Vaelh profita de ce moment pour se ruer vers elle, mais, même privée de vision, Raven, restait une Amazone, et, malgré sa blessure, évita les griffes tranchantes de l’Incube, et pivota sur place, cherchant à le frapper dans le dos... Mais fendilla le vide. L’Incube avait déjà bondi sur le côté, évitant l’épée, qui frappa l’air.
« Tu crois pouvoir me vaincre avec du sable, Vaelh ? Ridicule ! J’ai honte pour toi, Silke ! Obligée de te cacher derrière ce démon sournois aux dents longues... Tu fais honte à nos ancêtres ! »
Silke observait la scène sans intervenir, partagée entre plusieurs émotions. Rationnellement, elle savait que, avec l’aide de Vaelh, elle avait toutes les chances de tuer pour de bon Raven, mais... D’un autre côté, sa fierté, cette éternelle fierté, lui interdisait de s’abaisser à la tuer ainsi. Certes, Raven avait déployé sur elle toute une armée avant leur combat, mais ce n’était pas une raison. La fierté des Amazones... On leur avait tout pris, historiquement. Leur nation. Leur patrimoine. Leur fortune, leur richesse, leurs possessions, même leur liberté et leur vie, en les monnayant comme des esclaves et comme une simple valeur marchande... Mais on avait jamais retiré à une Amazone sa fierté. Jamais !

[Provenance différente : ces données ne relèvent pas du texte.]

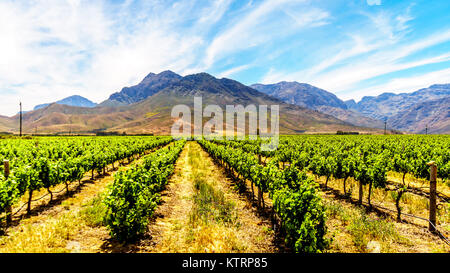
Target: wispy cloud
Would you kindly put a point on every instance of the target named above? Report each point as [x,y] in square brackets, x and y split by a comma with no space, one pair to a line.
[266,22]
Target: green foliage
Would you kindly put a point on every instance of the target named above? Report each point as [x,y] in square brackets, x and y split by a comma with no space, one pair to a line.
[294,194]
[45,162]
[133,196]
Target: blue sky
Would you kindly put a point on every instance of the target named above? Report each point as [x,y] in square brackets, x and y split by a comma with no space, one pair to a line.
[354,48]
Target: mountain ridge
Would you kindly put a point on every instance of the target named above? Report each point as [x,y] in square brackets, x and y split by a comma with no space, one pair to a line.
[74,100]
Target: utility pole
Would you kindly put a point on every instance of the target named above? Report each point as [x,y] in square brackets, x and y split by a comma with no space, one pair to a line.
[20,119]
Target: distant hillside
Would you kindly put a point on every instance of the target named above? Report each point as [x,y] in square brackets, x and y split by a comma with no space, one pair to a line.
[434,114]
[309,96]
[75,100]
[153,114]
[387,105]
[149,86]
[301,94]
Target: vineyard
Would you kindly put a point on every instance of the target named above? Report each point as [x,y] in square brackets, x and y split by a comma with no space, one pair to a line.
[154,194]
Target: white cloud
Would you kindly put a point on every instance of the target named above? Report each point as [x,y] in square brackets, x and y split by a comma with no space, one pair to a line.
[259,27]
[54,49]
[373,2]
[233,70]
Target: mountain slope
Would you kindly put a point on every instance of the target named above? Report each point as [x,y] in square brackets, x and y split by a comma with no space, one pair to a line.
[75,100]
[301,94]
[434,114]
[149,86]
[309,96]
[387,105]
[222,92]
[153,114]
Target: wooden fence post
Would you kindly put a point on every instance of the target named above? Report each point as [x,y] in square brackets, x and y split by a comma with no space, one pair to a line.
[8,208]
[433,178]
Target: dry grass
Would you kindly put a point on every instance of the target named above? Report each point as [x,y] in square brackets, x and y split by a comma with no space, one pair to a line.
[203,214]
[71,225]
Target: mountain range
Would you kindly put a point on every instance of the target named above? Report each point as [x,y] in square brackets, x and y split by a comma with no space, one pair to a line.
[75,100]
[146,107]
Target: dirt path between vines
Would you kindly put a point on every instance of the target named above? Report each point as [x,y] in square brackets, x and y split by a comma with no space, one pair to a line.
[58,226]
[201,212]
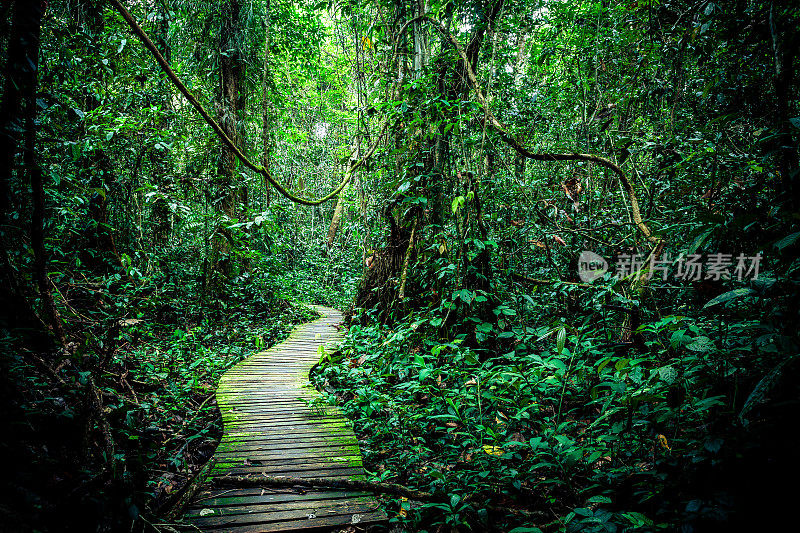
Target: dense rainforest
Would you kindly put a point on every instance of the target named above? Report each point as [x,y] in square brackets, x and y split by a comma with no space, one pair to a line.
[564,234]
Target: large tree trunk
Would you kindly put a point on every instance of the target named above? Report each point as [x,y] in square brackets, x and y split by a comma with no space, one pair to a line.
[231,103]
[266,107]
[17,114]
[389,270]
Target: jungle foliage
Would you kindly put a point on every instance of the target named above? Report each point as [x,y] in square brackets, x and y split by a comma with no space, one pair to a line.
[482,146]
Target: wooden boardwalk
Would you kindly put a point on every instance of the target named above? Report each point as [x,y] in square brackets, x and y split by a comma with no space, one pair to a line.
[275,423]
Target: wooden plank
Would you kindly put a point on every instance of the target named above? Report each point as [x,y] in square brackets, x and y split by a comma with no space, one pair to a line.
[270,428]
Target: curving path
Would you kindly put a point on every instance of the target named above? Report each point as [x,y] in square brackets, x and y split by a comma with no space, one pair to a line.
[270,427]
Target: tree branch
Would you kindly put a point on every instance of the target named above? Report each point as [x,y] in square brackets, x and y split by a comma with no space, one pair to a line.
[523,151]
[140,33]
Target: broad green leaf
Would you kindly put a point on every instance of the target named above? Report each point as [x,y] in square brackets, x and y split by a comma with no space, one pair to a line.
[730,295]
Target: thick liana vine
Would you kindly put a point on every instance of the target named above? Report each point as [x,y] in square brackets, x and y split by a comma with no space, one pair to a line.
[517,146]
[164,64]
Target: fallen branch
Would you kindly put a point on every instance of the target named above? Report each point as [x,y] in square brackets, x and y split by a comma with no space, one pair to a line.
[324,483]
[179,503]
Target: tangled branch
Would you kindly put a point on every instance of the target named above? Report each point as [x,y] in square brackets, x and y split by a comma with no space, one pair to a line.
[517,146]
[140,33]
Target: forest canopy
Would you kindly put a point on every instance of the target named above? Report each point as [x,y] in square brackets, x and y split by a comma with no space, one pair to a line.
[564,235]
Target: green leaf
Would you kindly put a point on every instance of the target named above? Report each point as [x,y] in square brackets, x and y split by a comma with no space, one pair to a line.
[701,344]
[787,241]
[561,340]
[730,295]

Vaelh continuait à se battre, avec un rythme différent que celui de Silke, mais Raven comprenait son style, et anticipa l’une de ses feintes. Plutôt que de le frapper avec son épée, elle envoya son coude, et ce dernier heurta le visage de Vaelh, le faisant reculer tout en lui faisant cracher du sang, le coup s’accompagnant d’un impressionnant coup de pied retourné dans la poitrine, l’envoyant se clouer au sol.
« Raven !
- Tu as fini de te cacher, Silke ? Tu es prête à en finir ?

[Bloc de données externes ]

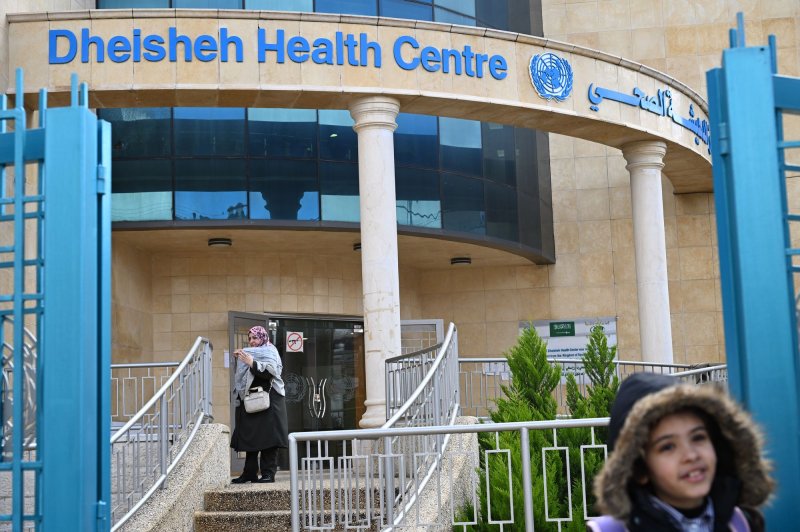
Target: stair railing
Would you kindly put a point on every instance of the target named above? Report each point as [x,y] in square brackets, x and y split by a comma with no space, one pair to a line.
[421,391]
[151,444]
[381,472]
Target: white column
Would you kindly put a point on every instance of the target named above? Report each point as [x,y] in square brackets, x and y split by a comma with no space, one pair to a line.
[375,124]
[645,161]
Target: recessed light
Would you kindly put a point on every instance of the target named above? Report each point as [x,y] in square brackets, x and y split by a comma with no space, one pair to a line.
[220,242]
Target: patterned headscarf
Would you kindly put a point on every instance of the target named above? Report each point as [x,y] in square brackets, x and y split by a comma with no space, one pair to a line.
[261,333]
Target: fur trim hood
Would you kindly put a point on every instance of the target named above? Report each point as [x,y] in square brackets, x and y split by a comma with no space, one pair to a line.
[642,400]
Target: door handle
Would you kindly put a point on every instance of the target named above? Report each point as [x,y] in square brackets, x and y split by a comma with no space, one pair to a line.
[317,404]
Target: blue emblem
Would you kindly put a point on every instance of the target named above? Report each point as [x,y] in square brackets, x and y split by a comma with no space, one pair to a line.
[551,76]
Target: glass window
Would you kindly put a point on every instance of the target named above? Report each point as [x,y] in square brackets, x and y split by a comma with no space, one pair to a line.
[460,142]
[415,141]
[348,7]
[411,9]
[306,6]
[288,133]
[284,190]
[462,204]
[209,131]
[210,189]
[128,4]
[418,197]
[493,13]
[337,139]
[501,212]
[499,153]
[455,12]
[141,190]
[208,4]
[139,132]
[338,184]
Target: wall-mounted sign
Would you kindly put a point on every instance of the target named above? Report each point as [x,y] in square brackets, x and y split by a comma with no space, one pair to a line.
[551,76]
[294,342]
[659,104]
[562,328]
[343,48]
[568,338]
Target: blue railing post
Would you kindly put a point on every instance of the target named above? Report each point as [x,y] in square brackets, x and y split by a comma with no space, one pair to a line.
[755,258]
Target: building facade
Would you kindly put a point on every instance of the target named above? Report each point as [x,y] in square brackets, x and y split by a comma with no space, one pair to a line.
[207,149]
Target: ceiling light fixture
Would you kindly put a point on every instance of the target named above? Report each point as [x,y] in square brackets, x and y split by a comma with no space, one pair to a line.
[220,242]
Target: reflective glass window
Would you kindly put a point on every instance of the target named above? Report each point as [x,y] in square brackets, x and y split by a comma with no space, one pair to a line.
[337,139]
[290,133]
[501,212]
[128,4]
[141,190]
[411,9]
[499,157]
[139,131]
[209,131]
[281,5]
[208,4]
[418,197]
[415,141]
[284,190]
[338,185]
[460,142]
[455,11]
[349,7]
[210,189]
[493,13]
[463,204]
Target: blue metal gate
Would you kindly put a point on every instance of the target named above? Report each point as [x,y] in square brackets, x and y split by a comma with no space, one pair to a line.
[747,102]
[55,313]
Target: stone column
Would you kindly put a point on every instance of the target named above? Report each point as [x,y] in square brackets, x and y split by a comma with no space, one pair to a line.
[375,124]
[645,161]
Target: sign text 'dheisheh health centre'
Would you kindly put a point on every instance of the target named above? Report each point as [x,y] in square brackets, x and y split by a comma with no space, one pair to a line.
[408,53]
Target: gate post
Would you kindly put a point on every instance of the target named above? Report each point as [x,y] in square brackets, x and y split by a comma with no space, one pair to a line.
[755,254]
[75,435]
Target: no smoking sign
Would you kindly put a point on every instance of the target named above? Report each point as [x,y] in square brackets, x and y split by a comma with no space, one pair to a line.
[294,342]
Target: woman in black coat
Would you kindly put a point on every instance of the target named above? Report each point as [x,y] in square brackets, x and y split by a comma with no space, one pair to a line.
[266,431]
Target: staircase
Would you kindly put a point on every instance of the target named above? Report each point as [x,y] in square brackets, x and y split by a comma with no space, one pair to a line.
[263,507]
[249,506]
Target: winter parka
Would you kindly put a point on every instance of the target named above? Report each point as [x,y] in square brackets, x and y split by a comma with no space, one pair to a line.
[742,476]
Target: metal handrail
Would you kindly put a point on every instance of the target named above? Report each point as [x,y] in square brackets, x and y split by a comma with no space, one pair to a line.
[157,397]
[443,349]
[163,428]
[436,431]
[481,385]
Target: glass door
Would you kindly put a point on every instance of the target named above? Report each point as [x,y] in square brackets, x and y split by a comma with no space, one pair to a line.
[323,368]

- Je ne me cache pas... Viens, Raven. »
Et elle vint, en hurlant, tout comme Silke. Au milieu de la bataille, les deux ne firent plus qu’un, et ce combat aurait pu durer des heures, tant elles semblaient similaires. Deux hyènes, deux véritables furies. La lame de Silke repoussa celle de Raven sur la gauche,e t elle glissa dessus, venant lui donner un coup d’épaule, la déstabilisant, puis courut vers elle, et bondit en avant, rejoignant ses deux jambes en un seul point, frappant son adversaire au niveau des seins suite à ce saut périlleux et, en réalité, fort impressionnant. Après ce coup grâcieux, Silke tomba au sol, se redressa, et courut vers Raven, qui roula sur le sol, évitant son épée, puis se retourna à nouveau, et détendit son poing, frappant Silke au visage, lui faisant cracher un garrot de sang.

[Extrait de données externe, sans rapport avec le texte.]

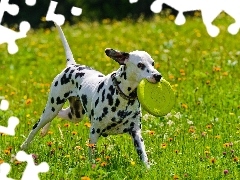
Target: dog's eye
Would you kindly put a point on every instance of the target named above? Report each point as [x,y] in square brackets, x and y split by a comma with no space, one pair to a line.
[141,65]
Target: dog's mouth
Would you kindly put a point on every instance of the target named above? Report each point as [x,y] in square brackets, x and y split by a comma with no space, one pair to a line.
[154,79]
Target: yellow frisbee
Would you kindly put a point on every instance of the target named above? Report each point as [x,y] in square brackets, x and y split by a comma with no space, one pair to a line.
[157,99]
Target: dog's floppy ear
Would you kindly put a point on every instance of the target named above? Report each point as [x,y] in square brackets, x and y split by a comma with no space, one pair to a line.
[118,56]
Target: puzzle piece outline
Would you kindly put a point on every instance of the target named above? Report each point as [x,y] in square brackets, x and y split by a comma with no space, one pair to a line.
[30,172]
[208,9]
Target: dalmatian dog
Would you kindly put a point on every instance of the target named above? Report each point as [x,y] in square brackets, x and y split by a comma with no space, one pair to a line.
[109,101]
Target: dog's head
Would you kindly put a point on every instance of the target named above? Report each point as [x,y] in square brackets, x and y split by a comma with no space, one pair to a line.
[139,64]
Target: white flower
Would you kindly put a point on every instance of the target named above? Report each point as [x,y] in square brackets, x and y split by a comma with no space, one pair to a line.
[178,115]
[170,122]
[230,63]
[189,122]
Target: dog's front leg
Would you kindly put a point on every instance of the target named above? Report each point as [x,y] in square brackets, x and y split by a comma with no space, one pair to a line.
[140,147]
[92,144]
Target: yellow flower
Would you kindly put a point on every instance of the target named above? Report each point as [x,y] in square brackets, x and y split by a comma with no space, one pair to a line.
[213,160]
[74,133]
[171,17]
[78,148]
[151,132]
[50,132]
[7,152]
[175,176]
[163,145]
[184,106]
[103,164]
[132,163]
[107,157]
[1,161]
[98,159]
[235,159]
[66,125]
[85,178]
[49,143]
[28,101]
[87,124]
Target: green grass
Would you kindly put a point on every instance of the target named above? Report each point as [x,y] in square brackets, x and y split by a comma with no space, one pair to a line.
[199,140]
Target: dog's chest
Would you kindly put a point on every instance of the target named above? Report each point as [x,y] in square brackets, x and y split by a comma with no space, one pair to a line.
[112,114]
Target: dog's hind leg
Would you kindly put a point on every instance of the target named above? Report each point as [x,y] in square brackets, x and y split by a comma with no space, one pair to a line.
[140,147]
[51,110]
[75,112]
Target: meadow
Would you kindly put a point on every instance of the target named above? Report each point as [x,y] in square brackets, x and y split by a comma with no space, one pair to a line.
[199,139]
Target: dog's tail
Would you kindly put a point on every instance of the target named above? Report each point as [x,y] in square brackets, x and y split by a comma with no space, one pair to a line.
[68,52]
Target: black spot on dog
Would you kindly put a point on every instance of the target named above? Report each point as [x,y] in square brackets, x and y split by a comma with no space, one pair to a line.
[113,124]
[113,109]
[79,75]
[66,94]
[132,124]
[60,101]
[66,70]
[100,86]
[70,115]
[124,75]
[36,124]
[123,114]
[96,102]
[64,80]
[56,83]
[110,99]
[84,101]
[98,130]
[103,95]
[117,102]
[112,90]
[92,112]
[52,100]
[105,111]
[78,115]
[125,122]
[136,114]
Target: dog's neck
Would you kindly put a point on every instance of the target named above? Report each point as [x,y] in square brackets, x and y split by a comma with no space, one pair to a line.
[125,83]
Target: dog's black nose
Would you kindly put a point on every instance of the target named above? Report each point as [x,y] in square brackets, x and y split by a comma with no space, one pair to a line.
[157,77]
[107,51]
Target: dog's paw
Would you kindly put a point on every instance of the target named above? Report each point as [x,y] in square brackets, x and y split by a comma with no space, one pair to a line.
[24,146]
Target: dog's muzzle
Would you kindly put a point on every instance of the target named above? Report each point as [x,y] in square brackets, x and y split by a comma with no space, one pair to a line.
[157,77]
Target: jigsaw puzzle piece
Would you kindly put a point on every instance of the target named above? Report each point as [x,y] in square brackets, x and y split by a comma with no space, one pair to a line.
[51,16]
[12,9]
[30,2]
[4,105]
[12,123]
[4,171]
[11,36]
[32,170]
[232,9]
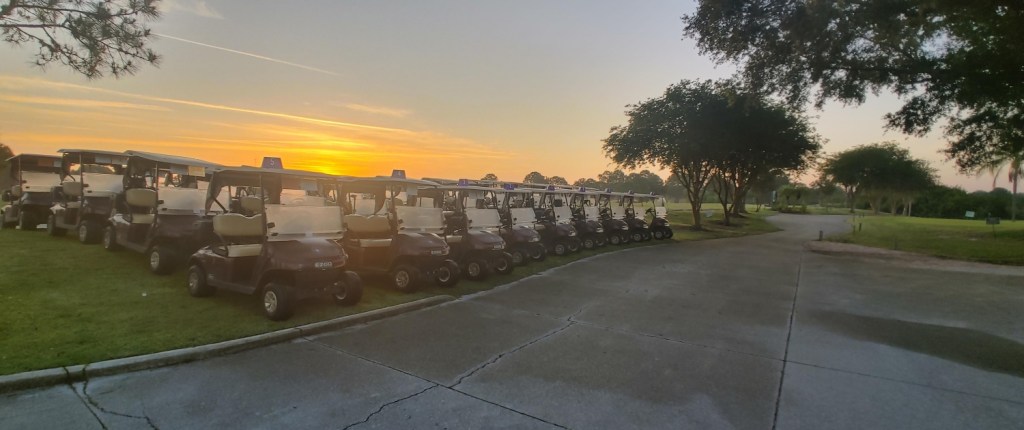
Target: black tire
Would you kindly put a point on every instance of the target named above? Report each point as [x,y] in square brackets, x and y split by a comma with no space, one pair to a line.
[25,221]
[278,301]
[448,274]
[351,290]
[538,253]
[504,264]
[196,281]
[615,240]
[404,277]
[519,256]
[476,269]
[89,231]
[162,259]
[111,239]
[573,245]
[52,228]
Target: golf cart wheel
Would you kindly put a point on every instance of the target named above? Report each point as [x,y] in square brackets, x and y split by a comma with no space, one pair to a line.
[278,301]
[25,221]
[448,274]
[519,257]
[198,286]
[111,239]
[615,240]
[538,253]
[477,269]
[89,231]
[161,259]
[504,264]
[52,228]
[350,291]
[404,277]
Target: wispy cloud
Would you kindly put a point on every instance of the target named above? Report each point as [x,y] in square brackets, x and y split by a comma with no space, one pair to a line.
[78,102]
[249,54]
[387,112]
[196,7]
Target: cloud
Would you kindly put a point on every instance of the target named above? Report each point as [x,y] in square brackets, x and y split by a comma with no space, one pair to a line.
[249,54]
[196,7]
[387,112]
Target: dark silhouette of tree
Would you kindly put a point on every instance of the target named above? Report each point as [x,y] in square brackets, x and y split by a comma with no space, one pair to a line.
[91,37]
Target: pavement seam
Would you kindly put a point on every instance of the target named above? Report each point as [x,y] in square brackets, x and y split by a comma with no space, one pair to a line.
[513,350]
[909,383]
[788,335]
[95,403]
[506,407]
[383,406]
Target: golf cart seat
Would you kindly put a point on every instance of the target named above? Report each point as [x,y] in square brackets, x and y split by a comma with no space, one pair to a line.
[251,204]
[141,202]
[233,226]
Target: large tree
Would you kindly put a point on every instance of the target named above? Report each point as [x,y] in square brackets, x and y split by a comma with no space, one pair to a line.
[706,130]
[91,37]
[947,59]
[989,141]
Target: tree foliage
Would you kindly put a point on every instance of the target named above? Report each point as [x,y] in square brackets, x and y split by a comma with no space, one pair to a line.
[701,130]
[947,59]
[91,37]
[876,172]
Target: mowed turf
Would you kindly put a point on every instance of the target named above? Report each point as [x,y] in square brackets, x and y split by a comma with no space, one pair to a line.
[961,240]
[66,303]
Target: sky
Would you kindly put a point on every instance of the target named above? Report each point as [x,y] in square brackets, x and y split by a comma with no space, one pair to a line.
[445,88]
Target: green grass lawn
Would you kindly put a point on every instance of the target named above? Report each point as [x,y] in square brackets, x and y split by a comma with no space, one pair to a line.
[962,240]
[66,303]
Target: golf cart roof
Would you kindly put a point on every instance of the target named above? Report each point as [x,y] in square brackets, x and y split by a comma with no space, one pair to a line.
[173,160]
[93,152]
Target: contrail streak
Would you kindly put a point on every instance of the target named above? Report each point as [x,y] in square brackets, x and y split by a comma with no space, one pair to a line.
[282,61]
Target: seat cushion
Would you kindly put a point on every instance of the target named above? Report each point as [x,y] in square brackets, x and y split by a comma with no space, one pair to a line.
[250,250]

Raven se releva encore, en hurlant, et abattit sa lame dans un mouvement vertical puissant, du haut vers le bas, croisant encore le fer avec Silke, qui tint sa lame à deux mains, une main sur le manche, l’autre sur l’extrémité, se coupant les doigts. Raven releva son épée, et l’abattit encore rageusement, lui postillonnant à la figure. Elle repartit à nouveau, mais Silke profita de l’épée se relevant pour bondir en avant. Sa tête heurta violemment celle de Raven, laissant quelques traînées de sang. Raven tituba sur place, sonnée, et Silke, alors que des lignes de sang coulaient entre ses yeux, envoya son pied, et frappa violemment Raven à la figure.
« Argh ! »
La puissante Amazone finit à terre, et Silke la regarda, dressée, reprenant son souffle.
« Relève-toi... RELÈVE-TOI !
- Hnnnn... »
Elle se redressa lentement, en respirant lourdement, et essuya, du revers de sa manche, le sang qui dégoulinait de ses lèvres, avant de cracher une dent ébréchée.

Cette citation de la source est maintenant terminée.